The year 1879 witnessed the founding of the Bucharest Society for Macedo-Romanian Culture. Chaired by Calinic Miclescu, the Primate of Romania, and having Vasile Alexandrescu Urechia as its secretary, the institution was led by a Council made up of thirty-five personalities. These included Dimitrie and Ion Ghica, Dumitru Brătianu, C. A. Rosetti, Ion Câmpineanu, Gh. Chiţt, Nicolae Ionescu, Christian Tell, Menelas Ghermani, Dr. Ioan Kalinderu, D. A. Sturdza, Titu Maiorescu, Vasile Alecsandri, and Ioan Caragiani. As it had a legal status, the Society represented the genuine core of the Aromanian rebirth movement. Although the Society was not a government body, it had highly unusual responsibilities, such as the right to issue documents attesting civil status, including certificates of nationality intended to assist Aromanians in obtaining Romanian citizenship with comparatively reduced bureaucratic efforts.

Since it was a representative structure for the Aromanians, the Society also guided and coordinated their education in the Romanian language. Its initial objectives were to establish a Romanian bishopric for Aromanians and a boarding school for young people who were studying in Turkey, to raise funds and to subsidize the publication of Aromanian journals and books, and to support the Church. Beginning in 1880, the Society issued an Aromanian journal called Brotherhood for Justice, but it could only continue this effort for one year. Still, in 1880, it published a Macedo-Romanian album with 173 Romanian and foreign contributions to the cause.

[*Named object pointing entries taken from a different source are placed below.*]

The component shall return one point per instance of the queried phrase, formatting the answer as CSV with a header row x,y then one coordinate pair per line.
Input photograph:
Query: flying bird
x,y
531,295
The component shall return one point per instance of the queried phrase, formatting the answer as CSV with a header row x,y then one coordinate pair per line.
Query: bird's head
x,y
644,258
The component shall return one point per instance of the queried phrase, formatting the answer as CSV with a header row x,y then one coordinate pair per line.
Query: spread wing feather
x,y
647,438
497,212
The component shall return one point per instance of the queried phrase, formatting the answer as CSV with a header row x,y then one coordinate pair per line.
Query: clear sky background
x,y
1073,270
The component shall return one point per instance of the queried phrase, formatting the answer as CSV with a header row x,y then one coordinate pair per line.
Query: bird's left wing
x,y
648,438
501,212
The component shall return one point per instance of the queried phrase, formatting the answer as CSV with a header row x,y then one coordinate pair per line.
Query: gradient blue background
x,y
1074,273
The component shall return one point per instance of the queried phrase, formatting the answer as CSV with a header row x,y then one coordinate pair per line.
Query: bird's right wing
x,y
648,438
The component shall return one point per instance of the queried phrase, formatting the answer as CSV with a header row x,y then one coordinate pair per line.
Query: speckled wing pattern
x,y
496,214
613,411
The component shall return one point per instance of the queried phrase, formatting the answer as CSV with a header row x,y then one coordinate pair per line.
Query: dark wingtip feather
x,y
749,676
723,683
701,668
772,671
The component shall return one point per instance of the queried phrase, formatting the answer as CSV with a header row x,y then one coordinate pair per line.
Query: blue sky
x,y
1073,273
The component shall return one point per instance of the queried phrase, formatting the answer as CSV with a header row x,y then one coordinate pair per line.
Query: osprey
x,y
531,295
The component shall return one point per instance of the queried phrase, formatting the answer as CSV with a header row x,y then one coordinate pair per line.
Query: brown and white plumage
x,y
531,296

The fact that the Society for Macedo-Romanian Culture was founded in 1879 was not purely coincidental. Immediately after gaining full state independence in 1878, Romania had the opportunity to freely develop a foreign policy of its own and used this Society to express its legitimate claim to play a part in the Balkans. However, this claim never implied territorial annexations, only the strengthening of Aromanian cultural autonomy. The Society functioned until 1948.

On the eve of the Balkan Wars, there were over 100 Romanian primary schools in the Ottoman Empire, as well as several secondary schools, including a high school in Bitola and a trade school in Salonika. Although these schools all required their students to pay tuition fees, they were subsidized by the Romanian government. The Aromanian schools outside Romania were placed under the direct authority of the Romanian State that appointed all the teachers. They were also subordinated to a General Inspectorate.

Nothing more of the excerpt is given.